Multiple Motivations
In the past, the interest in large-volume data analysis and the availability of suitable computing resources were limited to only few scientific areas. However, with the advent of commercial Big Data and Machine-Learning, both are becoming increasingly commonplace. The value of further opening the access to our data (and hence extending the scientific dialog) beyond HEP is today seen by many. Consequently, funding agencies increasingly require this step of opening data access for newly funded projects. To assist this movement, the CERN Open Data Portal[http://cern.ch/opendata] has been developed by the IT department with contributions from many partners across CERN and beyond and already today provides access to more than 2 PB of data from LHC and other CERN experiments in a single, curated, searchable web application.
Openly available datasets already facilitate the creation of more realistic outreach and more effective training material, and tie-in machine-learning experts in HEP with the rapid evolution in this field outside [https://www.kaggle.com/c/higgs-boson, https://www.kaggle.com/c/flavours-of-physics]. Also, theory groups external to LHC collaborations have demonstrated their increasing interest and computational means by complementing LHC collaboration results with independent studies. This further demonstrates the increased return to the community at large by opening access to CERN data.
Open Data Policy Working Group
In addition to openness and sharing, the HEP community highly values complementarity by comparing the different detector designs and analysis approaches developed by independent collaborations in overlapping research areas. In this environment, a common policy statement such as a "Open Data Policy" needs to be carefully introduced in order to not disturb the friendly competition between simultaneously active collaborations.
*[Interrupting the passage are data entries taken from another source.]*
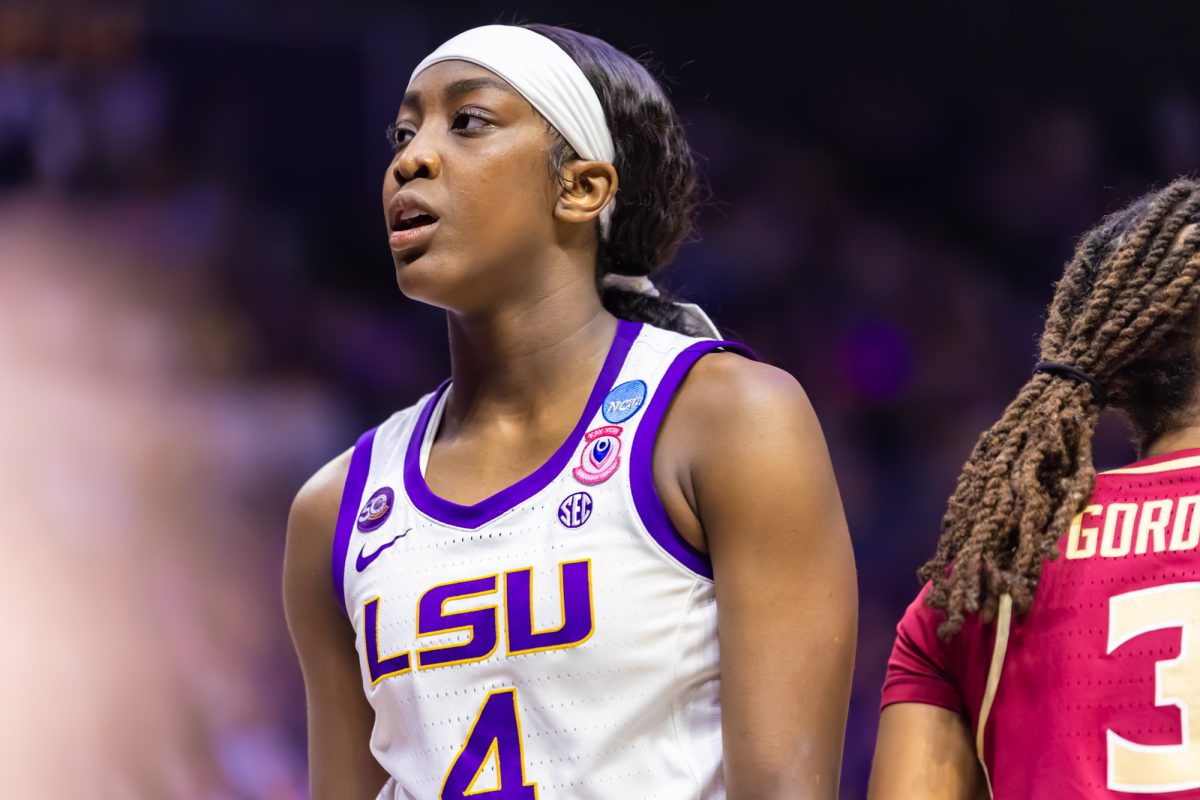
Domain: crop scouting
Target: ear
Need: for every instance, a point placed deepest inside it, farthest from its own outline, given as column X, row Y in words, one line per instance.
column 588, row 186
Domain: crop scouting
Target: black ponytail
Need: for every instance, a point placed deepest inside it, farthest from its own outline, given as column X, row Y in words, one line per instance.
column 659, row 192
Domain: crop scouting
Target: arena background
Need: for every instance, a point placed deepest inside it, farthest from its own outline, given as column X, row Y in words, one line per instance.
column 197, row 306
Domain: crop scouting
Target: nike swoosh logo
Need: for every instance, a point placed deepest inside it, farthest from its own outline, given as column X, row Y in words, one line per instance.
column 363, row 560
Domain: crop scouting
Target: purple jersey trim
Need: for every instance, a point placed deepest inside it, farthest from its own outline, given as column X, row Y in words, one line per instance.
column 352, row 495
column 489, row 509
column 641, row 475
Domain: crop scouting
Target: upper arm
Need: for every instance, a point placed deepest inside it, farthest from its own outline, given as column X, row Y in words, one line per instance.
column 786, row 593
column 340, row 719
column 924, row 751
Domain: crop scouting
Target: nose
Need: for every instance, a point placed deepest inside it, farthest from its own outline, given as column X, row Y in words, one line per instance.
column 419, row 158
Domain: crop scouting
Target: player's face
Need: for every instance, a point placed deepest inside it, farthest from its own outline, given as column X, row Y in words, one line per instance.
column 468, row 197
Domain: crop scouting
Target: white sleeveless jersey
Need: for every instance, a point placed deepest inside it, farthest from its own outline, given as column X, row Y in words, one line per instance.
column 557, row 639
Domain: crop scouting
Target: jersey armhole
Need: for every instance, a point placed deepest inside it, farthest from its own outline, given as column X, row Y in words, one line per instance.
column 641, row 470
column 347, row 512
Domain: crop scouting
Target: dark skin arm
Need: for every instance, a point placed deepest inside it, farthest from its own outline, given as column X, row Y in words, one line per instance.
column 340, row 719
column 924, row 752
column 743, row 471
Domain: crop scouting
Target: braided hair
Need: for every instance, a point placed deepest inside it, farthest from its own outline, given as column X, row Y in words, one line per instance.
column 659, row 194
column 1125, row 313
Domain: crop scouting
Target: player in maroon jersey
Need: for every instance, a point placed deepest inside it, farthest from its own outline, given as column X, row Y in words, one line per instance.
column 1055, row 649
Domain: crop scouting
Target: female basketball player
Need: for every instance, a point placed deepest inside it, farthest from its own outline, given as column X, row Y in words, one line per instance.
column 527, row 565
column 1057, row 641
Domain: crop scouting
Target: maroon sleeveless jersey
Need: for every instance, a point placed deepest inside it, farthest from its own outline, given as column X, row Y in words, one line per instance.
column 1095, row 692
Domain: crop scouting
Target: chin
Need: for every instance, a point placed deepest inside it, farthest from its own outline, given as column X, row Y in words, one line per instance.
column 423, row 278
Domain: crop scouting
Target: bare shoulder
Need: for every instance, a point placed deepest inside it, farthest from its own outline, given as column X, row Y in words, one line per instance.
column 317, row 503
column 730, row 396
column 310, row 541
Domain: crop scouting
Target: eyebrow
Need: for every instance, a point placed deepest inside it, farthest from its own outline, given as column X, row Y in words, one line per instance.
column 459, row 88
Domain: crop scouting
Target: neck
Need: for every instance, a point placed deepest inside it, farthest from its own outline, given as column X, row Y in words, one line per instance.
column 1185, row 438
column 515, row 360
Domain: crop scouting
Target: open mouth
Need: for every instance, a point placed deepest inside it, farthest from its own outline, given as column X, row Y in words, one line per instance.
column 413, row 218
column 412, row 228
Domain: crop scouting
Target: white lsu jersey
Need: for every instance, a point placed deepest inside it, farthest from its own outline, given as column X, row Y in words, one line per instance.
column 557, row 639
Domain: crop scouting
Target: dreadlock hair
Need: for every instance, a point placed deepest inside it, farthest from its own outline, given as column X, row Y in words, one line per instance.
column 1125, row 313
column 660, row 187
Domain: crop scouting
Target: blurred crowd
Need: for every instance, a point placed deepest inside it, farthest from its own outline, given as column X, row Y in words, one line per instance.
column 197, row 310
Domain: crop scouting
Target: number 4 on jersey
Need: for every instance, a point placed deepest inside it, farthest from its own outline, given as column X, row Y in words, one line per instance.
column 495, row 740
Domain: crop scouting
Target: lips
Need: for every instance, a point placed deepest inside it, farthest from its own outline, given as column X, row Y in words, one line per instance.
column 411, row 220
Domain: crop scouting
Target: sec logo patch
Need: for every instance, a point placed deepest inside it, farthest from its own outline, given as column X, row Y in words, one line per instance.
column 575, row 510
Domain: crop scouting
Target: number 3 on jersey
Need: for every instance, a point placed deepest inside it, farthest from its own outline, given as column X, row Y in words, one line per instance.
column 1153, row 769
column 493, row 741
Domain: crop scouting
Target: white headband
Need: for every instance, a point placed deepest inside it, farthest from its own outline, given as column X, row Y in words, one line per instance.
column 545, row 76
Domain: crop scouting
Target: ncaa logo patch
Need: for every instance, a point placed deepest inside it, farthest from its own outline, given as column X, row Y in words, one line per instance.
column 377, row 510
column 624, row 401
column 601, row 455
column 575, row 510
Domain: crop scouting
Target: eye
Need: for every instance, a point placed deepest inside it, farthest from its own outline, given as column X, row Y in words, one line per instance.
column 471, row 120
column 399, row 136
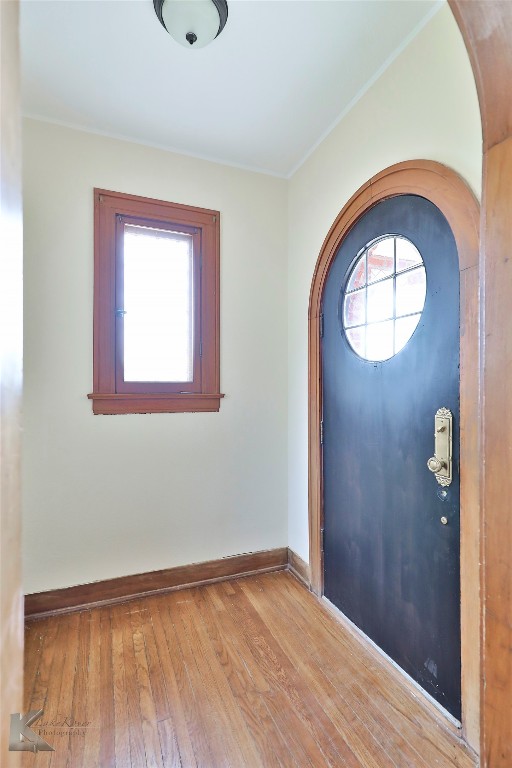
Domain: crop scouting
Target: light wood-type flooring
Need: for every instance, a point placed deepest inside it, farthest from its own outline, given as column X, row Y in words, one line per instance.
column 248, row 673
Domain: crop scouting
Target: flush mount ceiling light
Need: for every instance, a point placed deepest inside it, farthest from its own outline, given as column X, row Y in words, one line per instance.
column 192, row 23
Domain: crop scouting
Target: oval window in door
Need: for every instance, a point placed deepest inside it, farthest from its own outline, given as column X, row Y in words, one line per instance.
column 384, row 297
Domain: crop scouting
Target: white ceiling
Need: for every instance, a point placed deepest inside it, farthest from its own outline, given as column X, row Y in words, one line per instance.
column 261, row 96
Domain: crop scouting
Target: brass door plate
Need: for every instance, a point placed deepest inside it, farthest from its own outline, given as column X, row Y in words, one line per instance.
column 441, row 462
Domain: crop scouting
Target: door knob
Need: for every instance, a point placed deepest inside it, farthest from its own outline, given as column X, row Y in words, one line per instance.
column 435, row 464
column 441, row 462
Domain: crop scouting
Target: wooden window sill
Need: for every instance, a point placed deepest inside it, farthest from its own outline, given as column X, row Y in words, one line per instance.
column 114, row 403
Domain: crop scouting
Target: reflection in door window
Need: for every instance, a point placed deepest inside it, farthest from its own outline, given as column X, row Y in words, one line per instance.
column 384, row 297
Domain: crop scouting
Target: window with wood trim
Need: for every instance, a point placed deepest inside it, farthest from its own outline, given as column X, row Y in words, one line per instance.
column 156, row 306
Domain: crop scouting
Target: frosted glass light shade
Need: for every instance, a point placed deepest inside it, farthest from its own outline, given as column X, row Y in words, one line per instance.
column 192, row 23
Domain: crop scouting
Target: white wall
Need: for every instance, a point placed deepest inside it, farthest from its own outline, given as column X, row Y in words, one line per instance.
column 112, row 495
column 109, row 496
column 423, row 106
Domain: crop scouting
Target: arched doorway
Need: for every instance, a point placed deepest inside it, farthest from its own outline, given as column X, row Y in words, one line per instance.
column 453, row 197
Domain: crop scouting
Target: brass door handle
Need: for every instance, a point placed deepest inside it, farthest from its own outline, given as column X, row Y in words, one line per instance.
column 435, row 464
column 441, row 462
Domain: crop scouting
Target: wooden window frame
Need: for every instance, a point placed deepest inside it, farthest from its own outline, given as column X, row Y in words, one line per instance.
column 110, row 395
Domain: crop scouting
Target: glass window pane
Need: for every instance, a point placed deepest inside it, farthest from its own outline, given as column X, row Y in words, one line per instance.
column 407, row 255
column 158, row 301
column 380, row 301
column 381, row 259
column 357, row 340
column 404, row 329
column 379, row 341
column 354, row 308
column 358, row 276
column 410, row 291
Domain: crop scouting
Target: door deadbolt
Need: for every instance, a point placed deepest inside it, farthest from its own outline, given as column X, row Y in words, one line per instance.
column 441, row 462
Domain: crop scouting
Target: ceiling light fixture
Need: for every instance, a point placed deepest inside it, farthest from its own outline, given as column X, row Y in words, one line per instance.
column 192, row 22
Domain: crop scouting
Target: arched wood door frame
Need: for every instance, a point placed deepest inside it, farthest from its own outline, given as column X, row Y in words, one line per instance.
column 452, row 196
column 486, row 27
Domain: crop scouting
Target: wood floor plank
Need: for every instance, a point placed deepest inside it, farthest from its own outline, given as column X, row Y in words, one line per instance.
column 80, row 687
column 260, row 725
column 248, row 673
column 146, row 703
column 178, row 702
column 271, row 704
column 227, row 706
column 436, row 742
column 59, row 700
column 310, row 709
column 120, row 694
column 136, row 736
column 188, row 720
column 195, row 653
column 308, row 715
column 371, row 743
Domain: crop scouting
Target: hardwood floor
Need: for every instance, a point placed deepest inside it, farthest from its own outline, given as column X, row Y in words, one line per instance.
column 248, row 673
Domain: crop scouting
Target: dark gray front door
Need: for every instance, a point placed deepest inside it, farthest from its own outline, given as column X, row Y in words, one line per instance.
column 391, row 539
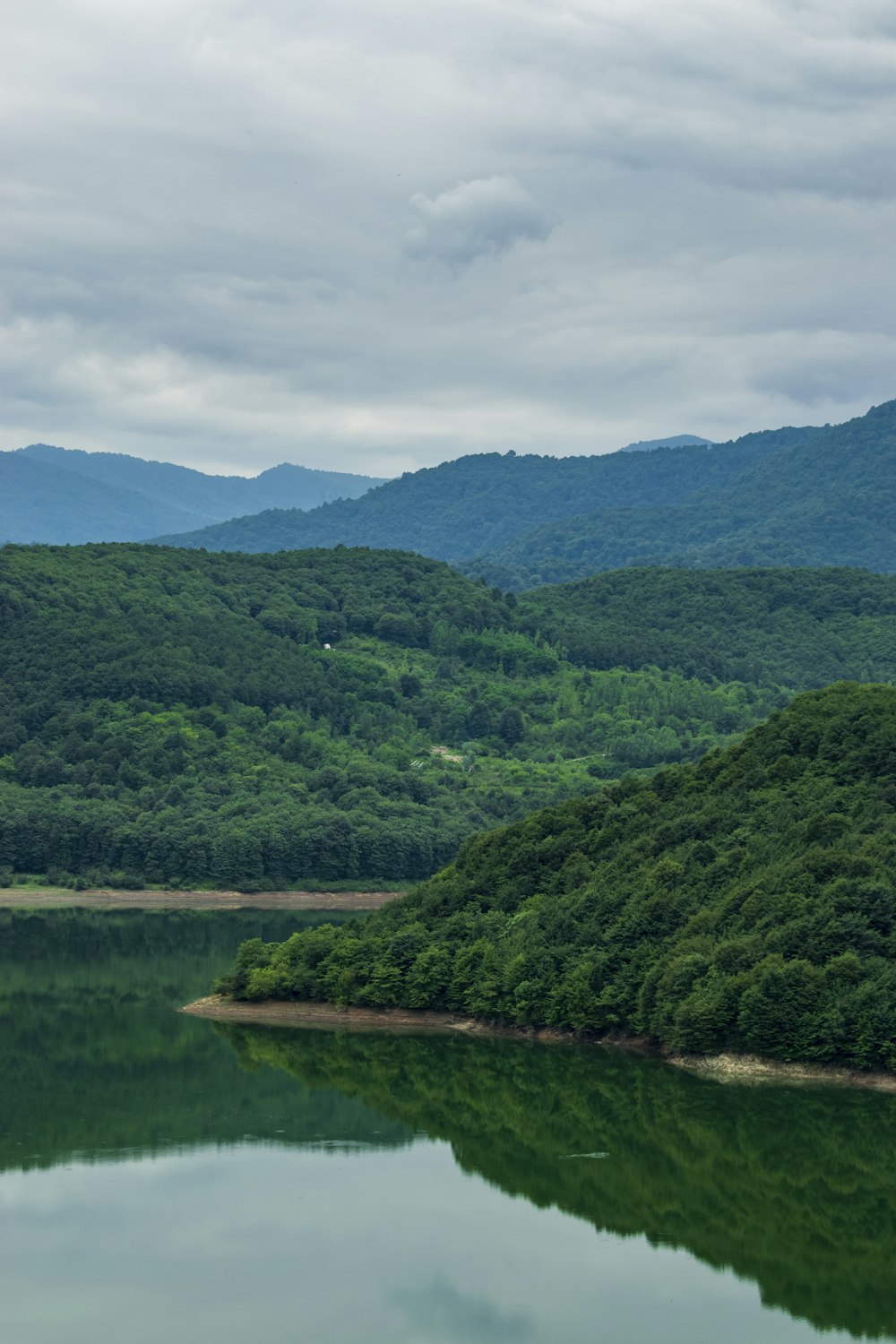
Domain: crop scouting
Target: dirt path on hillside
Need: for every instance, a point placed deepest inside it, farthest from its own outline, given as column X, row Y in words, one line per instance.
column 56, row 898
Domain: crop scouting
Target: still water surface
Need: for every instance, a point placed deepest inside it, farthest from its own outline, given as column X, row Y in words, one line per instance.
column 164, row 1177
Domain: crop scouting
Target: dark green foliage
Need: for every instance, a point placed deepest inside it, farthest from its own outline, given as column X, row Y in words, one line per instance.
column 796, row 628
column 62, row 496
column 793, row 1188
column 174, row 717
column 743, row 903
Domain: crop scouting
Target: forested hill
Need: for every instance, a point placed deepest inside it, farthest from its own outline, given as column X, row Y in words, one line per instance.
column 67, row 496
column 763, row 626
column 172, row 715
column 829, row 499
column 477, row 504
column 796, row 497
column 745, row 903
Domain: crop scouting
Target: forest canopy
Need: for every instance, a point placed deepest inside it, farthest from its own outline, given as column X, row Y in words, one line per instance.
column 745, row 902
column 175, row 717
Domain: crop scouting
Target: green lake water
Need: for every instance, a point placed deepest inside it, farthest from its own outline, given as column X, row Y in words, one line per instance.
column 169, row 1179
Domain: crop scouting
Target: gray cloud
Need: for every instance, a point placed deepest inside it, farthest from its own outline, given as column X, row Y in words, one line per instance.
column 481, row 218
column 627, row 220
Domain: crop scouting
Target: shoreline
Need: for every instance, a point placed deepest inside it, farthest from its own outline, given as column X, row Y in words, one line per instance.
column 726, row 1067
column 108, row 898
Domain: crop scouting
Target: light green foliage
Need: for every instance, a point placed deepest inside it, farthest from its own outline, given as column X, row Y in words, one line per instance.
column 174, row 717
column 727, row 905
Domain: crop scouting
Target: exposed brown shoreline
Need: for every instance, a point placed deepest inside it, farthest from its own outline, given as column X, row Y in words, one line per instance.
column 58, row 898
column 743, row 1069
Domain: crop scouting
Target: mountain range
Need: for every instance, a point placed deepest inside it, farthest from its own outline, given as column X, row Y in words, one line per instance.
column 67, row 496
column 790, row 496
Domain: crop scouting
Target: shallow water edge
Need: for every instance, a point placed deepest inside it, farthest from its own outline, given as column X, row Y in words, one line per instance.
column 59, row 898
column 727, row 1067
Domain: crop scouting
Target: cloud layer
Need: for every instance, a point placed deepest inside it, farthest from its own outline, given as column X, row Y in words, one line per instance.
column 381, row 236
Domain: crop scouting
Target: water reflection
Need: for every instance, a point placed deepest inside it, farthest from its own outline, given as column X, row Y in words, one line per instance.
column 791, row 1187
column 163, row 1176
column 96, row 1064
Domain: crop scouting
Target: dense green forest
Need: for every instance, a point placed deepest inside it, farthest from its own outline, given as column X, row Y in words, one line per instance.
column 67, row 496
column 172, row 717
column 764, row 626
column 477, row 504
column 745, row 902
column 828, row 497
column 791, row 1188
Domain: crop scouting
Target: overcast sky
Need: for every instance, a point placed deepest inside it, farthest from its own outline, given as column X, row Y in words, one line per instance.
column 376, row 234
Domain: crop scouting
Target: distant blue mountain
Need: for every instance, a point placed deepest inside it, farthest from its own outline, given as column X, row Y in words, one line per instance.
column 646, row 445
column 67, row 496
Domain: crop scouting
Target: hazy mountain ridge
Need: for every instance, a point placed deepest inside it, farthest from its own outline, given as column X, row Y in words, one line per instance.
column 477, row 504
column 67, row 496
column 826, row 499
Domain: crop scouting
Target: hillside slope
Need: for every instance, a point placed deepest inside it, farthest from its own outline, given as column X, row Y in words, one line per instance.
column 66, row 496
column 175, row 715
column 743, row 903
column 767, row 626
column 829, row 499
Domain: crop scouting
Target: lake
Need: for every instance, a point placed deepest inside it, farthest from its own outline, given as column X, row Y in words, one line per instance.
column 167, row 1177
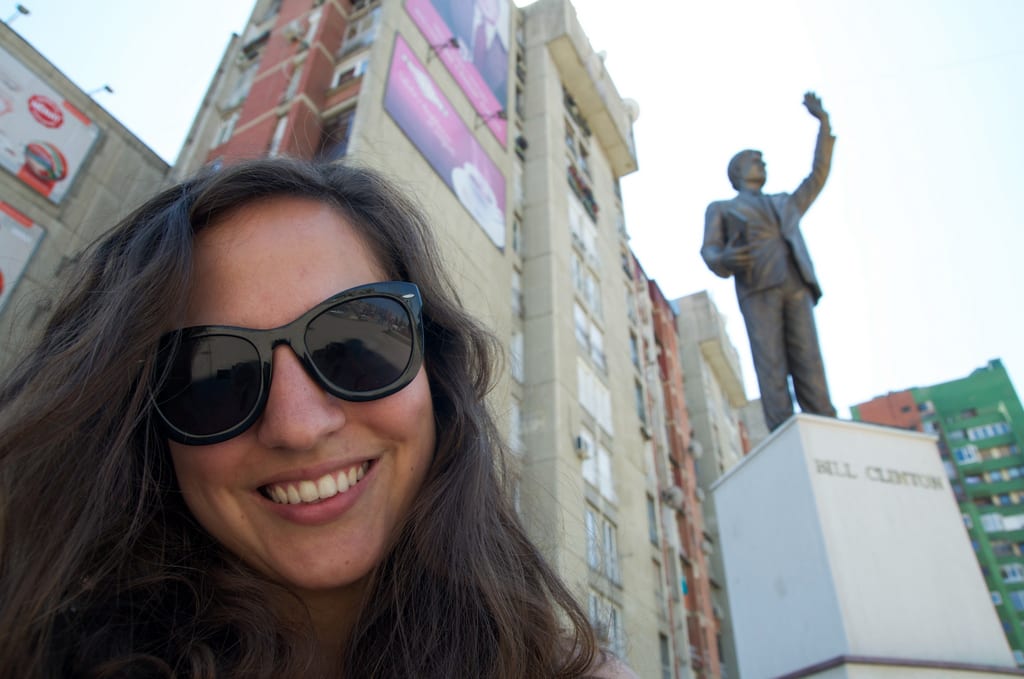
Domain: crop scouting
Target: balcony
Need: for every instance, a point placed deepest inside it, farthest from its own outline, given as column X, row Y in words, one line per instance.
column 580, row 186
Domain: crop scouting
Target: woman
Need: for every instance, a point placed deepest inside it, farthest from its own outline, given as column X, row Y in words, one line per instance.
column 252, row 442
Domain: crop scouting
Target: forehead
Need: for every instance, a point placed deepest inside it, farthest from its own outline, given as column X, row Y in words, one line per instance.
column 265, row 263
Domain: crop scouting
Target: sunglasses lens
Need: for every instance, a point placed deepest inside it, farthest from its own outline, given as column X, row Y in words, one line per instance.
column 361, row 346
column 213, row 384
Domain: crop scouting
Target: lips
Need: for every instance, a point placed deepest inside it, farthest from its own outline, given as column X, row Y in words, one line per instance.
column 315, row 490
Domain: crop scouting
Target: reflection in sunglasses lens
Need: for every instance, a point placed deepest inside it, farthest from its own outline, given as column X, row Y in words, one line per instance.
column 361, row 345
column 213, row 385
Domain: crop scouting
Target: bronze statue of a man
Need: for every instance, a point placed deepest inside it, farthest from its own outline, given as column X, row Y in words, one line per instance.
column 756, row 239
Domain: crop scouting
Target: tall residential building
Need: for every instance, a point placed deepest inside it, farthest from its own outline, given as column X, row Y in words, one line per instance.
column 685, row 551
column 505, row 125
column 70, row 171
column 716, row 400
column 979, row 423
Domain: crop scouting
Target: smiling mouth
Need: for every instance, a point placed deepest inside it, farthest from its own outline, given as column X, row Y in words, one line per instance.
column 312, row 491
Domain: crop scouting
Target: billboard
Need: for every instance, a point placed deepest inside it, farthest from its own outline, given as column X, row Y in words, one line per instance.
column 427, row 118
column 478, row 57
column 43, row 138
column 18, row 240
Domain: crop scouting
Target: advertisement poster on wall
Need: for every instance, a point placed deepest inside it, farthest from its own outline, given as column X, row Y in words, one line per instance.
column 428, row 119
column 18, row 239
column 478, row 56
column 43, row 138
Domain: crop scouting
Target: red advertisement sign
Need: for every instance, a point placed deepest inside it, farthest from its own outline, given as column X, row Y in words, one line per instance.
column 18, row 240
column 43, row 138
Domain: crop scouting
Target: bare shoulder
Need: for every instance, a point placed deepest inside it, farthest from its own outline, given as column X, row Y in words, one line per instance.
column 609, row 667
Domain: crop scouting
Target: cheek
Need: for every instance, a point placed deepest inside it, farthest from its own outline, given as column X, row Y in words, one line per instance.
column 202, row 474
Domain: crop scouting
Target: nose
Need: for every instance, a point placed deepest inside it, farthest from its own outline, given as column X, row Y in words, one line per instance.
column 299, row 413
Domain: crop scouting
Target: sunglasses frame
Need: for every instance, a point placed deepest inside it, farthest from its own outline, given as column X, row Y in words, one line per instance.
column 293, row 335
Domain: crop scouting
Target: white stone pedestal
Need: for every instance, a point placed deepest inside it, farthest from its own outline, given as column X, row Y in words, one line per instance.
column 846, row 556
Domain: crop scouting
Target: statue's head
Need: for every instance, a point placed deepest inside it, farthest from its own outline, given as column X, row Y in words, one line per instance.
column 747, row 166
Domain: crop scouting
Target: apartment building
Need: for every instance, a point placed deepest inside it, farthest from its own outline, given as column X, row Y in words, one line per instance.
column 505, row 125
column 70, row 171
column 717, row 404
column 979, row 424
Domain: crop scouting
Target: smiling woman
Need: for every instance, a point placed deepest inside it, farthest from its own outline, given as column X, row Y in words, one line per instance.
column 253, row 441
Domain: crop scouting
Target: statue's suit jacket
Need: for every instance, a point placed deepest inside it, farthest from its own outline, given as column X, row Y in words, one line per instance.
column 759, row 220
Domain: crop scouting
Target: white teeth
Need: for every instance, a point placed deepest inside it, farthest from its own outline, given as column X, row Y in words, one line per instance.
column 324, row 487
column 307, row 491
column 327, row 486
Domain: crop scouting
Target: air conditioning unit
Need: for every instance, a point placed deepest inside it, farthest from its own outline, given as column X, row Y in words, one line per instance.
column 293, row 30
column 674, row 497
column 583, row 448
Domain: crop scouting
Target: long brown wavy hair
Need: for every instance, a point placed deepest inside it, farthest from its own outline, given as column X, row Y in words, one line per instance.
column 103, row 571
After preparatory discussions at the Worldwide LHC Computing Grid [https://cern.ch/wlcghttps://indico.cern.ch/event/858039/] and a presentation to the Scientific Policy Committee, the CERN Directorate tasked earlier this year a working group across LHC experiments to propose a statement on behalf of the LHC community and potentially to later be adopted by other experiments.
The Open Data Working Group - with representation from LHC experiment physics and computing management, the CERN library unit and the CERN IT department - has met over the last few months and drafted a public policy statement expressing a common view concerning the benefits of open data and the commitment to follow a common approach for opening the data relevant for analysis. The experiments further exchanged practical considerations, assembled an implementation plan for the upcoming data releases and agreed to review this plan via the Open Data Working Group across the LHC run periods.
The policy draft aims to address potential risks for the collaboration funding models, and to mitigate possible adverse impact from scientific results which may not follow the strict publishing mechanism within LHC collaborations. Both risks are managed via the planned opening of statistically relevant experimental data sets, and an agreed embargo period favouring an initial data exploitation by the collaboration that built the detector and collected the data.
Last but not least, a sustainable policy for data access by the community at large will require some dedicated computing resources to remain available. A concrete discussion on how to allocate the necessary development and media resources is now enabled by the joint policy statement.
The resulting policy draft has recently been passed to the respective collaboration bodies and should be fully approved by the LHC experiments later this month.